Not so fast.  Here are five factors you need to know before taking the 529 plunge.

  1. Risk – the money you put into a 529 plan is exposed to market risk
  2. More Risk – there is no way to lock in gains – so bad years can wipe out good years – or worse
  3. Tax – money is taxable as withdrawn.  It may be at Junior’s rate – but it will increase the tax on Junior’s lawn-mowing money
  4. Use-it-or-Lose-it – If Junior doesn’t go to college – the money can’t be accessed without penalty until retirement.  No trade school – no business seed capital
  5. FAFSA Penalty – The FASFA form inventories your – and Junior’s – income and net worth to determine how much financial aid your may qualify for – versus the “Expected Family Contribution.”  Money in a 529 Plan reduces financial aid dollar-for-dollar.

Here’s an alternative.  Put money into an indexed universal life insurance policy for Junior.

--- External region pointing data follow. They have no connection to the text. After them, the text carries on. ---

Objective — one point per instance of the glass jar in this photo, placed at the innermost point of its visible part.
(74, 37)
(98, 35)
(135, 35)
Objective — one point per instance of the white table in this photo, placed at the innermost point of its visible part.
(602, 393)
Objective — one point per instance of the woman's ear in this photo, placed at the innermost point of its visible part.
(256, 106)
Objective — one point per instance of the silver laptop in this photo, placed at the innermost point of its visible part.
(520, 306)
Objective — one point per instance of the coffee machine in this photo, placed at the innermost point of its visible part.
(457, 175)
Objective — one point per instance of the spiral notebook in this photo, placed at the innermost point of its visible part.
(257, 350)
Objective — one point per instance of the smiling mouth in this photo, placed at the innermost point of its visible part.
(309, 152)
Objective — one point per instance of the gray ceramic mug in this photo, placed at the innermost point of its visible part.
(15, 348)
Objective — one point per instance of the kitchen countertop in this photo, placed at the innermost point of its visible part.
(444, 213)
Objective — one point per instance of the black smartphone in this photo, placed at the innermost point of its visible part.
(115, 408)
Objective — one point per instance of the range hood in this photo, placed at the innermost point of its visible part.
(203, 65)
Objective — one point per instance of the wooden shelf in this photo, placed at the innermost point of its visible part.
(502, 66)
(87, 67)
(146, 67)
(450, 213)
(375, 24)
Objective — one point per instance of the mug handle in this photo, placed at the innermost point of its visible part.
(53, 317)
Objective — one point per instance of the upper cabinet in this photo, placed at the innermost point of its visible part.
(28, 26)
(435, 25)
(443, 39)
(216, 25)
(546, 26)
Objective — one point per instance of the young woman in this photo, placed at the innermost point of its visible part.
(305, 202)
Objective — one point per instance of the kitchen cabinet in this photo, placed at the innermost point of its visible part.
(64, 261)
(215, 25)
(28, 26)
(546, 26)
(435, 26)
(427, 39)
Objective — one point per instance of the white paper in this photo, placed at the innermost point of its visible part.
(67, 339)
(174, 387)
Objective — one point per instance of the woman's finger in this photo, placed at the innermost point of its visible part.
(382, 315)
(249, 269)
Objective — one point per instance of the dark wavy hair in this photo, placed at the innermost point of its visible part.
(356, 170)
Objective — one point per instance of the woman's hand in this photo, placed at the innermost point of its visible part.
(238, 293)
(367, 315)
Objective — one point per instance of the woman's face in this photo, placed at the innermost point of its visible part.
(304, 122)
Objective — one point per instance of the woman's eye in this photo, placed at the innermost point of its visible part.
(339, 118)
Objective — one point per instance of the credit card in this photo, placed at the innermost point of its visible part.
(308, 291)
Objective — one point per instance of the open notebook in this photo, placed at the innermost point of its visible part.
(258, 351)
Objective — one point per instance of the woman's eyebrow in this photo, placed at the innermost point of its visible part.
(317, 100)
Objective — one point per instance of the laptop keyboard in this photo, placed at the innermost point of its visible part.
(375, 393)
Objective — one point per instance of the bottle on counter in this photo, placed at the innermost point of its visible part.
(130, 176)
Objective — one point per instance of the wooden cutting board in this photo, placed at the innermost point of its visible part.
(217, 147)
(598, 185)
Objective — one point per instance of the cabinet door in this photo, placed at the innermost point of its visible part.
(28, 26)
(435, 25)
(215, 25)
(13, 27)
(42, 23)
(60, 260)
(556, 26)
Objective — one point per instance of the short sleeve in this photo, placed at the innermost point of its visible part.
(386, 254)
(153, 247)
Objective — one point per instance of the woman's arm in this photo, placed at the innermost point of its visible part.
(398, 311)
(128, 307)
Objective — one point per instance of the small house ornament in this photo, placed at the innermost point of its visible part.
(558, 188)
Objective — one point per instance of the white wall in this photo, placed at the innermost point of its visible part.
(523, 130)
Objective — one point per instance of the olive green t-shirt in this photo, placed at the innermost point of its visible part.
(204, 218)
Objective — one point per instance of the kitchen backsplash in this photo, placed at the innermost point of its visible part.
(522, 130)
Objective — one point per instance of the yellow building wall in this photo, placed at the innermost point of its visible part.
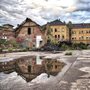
(62, 31)
(81, 35)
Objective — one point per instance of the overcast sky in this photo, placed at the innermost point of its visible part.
(42, 11)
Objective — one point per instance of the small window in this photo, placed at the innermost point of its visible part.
(55, 66)
(58, 36)
(29, 31)
(55, 30)
(63, 37)
(55, 36)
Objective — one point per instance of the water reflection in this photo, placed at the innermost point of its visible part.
(32, 66)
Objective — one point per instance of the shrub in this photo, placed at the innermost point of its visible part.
(68, 53)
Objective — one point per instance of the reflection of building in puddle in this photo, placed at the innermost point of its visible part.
(7, 67)
(32, 66)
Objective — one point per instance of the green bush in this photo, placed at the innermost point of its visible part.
(68, 53)
(10, 49)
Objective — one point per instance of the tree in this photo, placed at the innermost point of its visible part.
(70, 26)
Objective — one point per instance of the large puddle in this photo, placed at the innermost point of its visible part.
(31, 66)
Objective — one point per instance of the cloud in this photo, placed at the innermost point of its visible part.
(42, 11)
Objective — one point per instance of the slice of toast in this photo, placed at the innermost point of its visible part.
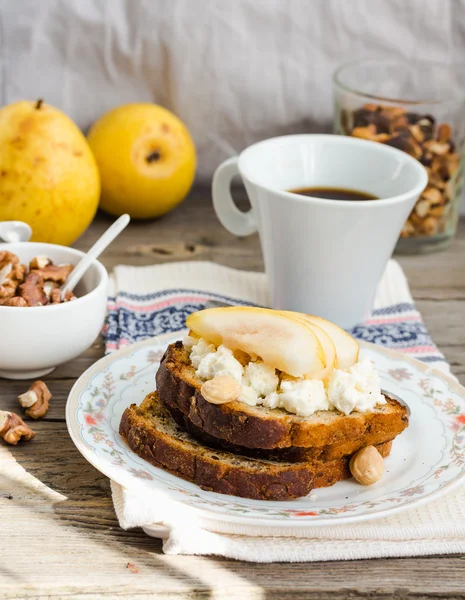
(293, 454)
(260, 427)
(153, 435)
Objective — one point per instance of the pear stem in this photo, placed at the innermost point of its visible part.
(153, 156)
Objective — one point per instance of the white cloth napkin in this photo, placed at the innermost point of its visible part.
(436, 528)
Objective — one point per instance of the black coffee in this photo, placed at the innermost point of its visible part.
(334, 193)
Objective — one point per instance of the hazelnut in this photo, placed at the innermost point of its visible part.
(13, 428)
(430, 226)
(32, 290)
(16, 301)
(57, 273)
(421, 208)
(367, 465)
(39, 262)
(365, 133)
(36, 400)
(221, 389)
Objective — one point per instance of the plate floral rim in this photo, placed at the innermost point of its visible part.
(125, 480)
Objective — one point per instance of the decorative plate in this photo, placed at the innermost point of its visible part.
(427, 459)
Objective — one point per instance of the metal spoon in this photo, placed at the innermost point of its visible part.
(100, 245)
(14, 231)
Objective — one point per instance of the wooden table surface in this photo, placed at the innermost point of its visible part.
(58, 533)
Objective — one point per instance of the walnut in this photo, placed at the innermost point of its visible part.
(55, 296)
(431, 143)
(13, 429)
(221, 389)
(39, 262)
(50, 289)
(7, 291)
(36, 400)
(57, 273)
(32, 290)
(69, 296)
(8, 258)
(367, 465)
(16, 301)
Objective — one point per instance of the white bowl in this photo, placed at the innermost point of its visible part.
(35, 340)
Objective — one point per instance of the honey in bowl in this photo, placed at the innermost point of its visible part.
(328, 193)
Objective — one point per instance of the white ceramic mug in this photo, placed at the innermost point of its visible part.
(322, 257)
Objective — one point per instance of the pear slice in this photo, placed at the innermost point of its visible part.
(280, 340)
(347, 348)
(329, 349)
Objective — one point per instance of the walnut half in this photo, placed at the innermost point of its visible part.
(13, 428)
(36, 400)
(32, 290)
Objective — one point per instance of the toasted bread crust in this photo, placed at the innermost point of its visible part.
(294, 454)
(152, 433)
(255, 427)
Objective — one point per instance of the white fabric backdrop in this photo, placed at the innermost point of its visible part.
(235, 71)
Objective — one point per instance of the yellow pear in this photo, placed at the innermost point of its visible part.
(146, 159)
(279, 339)
(48, 175)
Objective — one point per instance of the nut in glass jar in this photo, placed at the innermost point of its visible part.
(428, 124)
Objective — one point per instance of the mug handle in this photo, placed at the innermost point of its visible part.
(235, 221)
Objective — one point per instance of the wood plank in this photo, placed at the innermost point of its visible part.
(68, 512)
(63, 539)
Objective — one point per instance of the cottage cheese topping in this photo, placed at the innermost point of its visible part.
(249, 396)
(355, 389)
(348, 390)
(260, 377)
(199, 351)
(303, 396)
(216, 362)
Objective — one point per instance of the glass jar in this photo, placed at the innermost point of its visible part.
(418, 107)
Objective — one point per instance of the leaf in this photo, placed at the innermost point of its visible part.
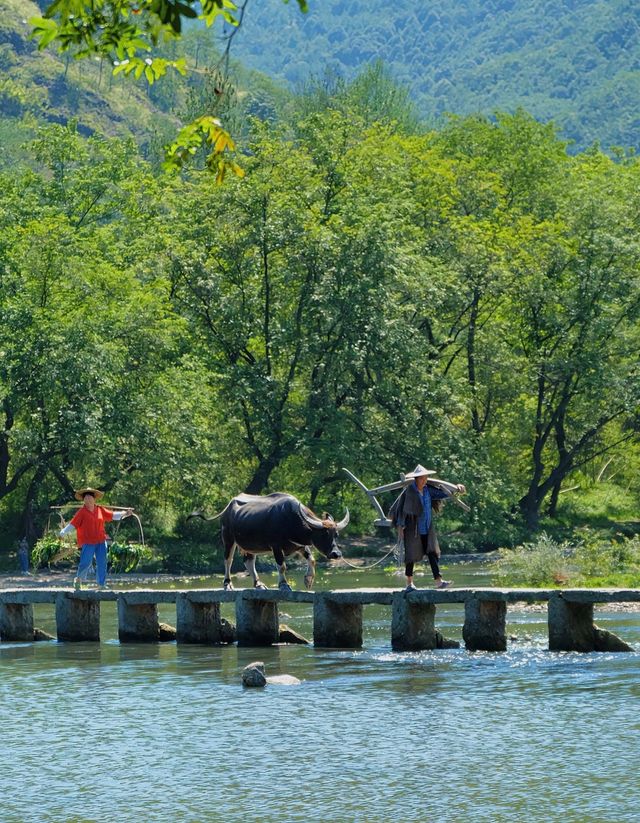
(44, 31)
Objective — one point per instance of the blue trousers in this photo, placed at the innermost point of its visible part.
(86, 558)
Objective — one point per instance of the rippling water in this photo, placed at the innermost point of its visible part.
(110, 732)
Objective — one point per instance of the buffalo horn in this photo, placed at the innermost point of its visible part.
(344, 522)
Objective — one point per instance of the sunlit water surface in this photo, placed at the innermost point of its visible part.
(110, 732)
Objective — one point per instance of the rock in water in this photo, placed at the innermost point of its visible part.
(287, 635)
(40, 634)
(443, 642)
(166, 632)
(253, 675)
(605, 641)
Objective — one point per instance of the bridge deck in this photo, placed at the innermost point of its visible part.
(337, 615)
(33, 595)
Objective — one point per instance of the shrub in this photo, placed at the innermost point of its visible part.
(50, 549)
(544, 562)
(125, 557)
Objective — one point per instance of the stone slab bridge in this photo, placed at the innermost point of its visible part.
(337, 615)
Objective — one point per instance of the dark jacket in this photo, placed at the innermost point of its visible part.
(408, 506)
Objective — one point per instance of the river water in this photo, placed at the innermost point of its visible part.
(110, 732)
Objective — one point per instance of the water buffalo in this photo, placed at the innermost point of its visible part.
(277, 523)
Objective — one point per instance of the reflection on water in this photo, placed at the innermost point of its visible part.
(160, 732)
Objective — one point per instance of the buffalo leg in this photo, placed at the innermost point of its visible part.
(311, 567)
(229, 551)
(250, 566)
(282, 568)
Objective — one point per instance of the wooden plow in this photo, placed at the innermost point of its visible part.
(382, 519)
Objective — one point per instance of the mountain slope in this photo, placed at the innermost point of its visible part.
(574, 61)
(52, 87)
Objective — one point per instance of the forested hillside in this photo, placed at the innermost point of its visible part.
(371, 294)
(46, 86)
(574, 61)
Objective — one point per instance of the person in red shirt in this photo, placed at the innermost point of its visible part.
(89, 522)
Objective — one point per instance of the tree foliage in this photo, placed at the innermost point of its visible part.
(368, 295)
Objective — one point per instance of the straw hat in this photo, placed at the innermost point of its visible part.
(80, 493)
(419, 471)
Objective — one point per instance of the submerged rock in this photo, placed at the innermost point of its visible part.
(166, 632)
(253, 675)
(227, 631)
(443, 642)
(605, 641)
(287, 635)
(40, 634)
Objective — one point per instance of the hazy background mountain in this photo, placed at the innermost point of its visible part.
(574, 61)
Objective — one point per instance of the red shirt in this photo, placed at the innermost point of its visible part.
(90, 525)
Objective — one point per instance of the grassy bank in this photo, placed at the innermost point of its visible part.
(588, 559)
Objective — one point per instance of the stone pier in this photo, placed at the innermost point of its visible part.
(412, 624)
(138, 615)
(198, 617)
(485, 625)
(257, 618)
(16, 621)
(571, 626)
(337, 616)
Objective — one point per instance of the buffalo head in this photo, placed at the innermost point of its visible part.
(324, 532)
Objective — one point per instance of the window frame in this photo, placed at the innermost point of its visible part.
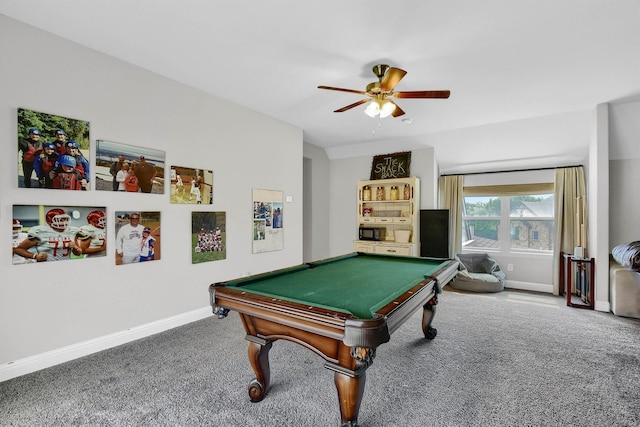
(504, 192)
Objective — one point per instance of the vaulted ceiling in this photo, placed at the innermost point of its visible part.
(513, 67)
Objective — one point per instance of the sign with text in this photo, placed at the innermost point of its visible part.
(394, 165)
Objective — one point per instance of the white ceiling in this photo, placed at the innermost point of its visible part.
(503, 60)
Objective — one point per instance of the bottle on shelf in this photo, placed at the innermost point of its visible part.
(393, 194)
(366, 193)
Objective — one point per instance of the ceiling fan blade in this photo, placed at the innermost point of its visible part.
(343, 90)
(398, 111)
(422, 94)
(391, 78)
(348, 107)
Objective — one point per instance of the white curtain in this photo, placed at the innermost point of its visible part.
(570, 216)
(450, 192)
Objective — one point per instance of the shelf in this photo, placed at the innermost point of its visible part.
(392, 215)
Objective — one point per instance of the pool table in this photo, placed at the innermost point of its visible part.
(341, 308)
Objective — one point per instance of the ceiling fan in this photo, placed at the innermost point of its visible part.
(379, 92)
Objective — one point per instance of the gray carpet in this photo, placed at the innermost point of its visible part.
(506, 359)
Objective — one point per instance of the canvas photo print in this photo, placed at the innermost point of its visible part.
(208, 236)
(53, 152)
(43, 233)
(137, 237)
(191, 185)
(129, 168)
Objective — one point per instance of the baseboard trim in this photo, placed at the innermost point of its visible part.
(65, 354)
(528, 286)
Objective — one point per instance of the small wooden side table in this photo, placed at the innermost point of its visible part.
(580, 271)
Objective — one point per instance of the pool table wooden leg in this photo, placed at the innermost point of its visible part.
(350, 391)
(428, 312)
(259, 358)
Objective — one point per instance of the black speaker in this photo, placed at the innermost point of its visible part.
(434, 233)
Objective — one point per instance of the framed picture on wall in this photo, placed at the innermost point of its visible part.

  • It’s very low cost – probably in line with the costs/expenses in a 529 Plan
  • The money will grow tax-deferred, but is accessible tax-free
  • There is no risk of loss of principal or gains
  • Junior will have a bit of life insurance and locked in his “insurability” for life
  • He’ll get a free long-term care benefit that probably won’t be needed but is nice to know is there
  • Even if it is used for college – the plan can continue – and become a sweet retirement account or be accessed for another life need, tax-free
  • The accumulated value IS NOT COUNTED on the FASFA form and therefore does not reduce qualification for financial aid

General rule:  Anything that has a government stamp on it is usually better for the government than for you.  The 529 is the centerpiece of that theory.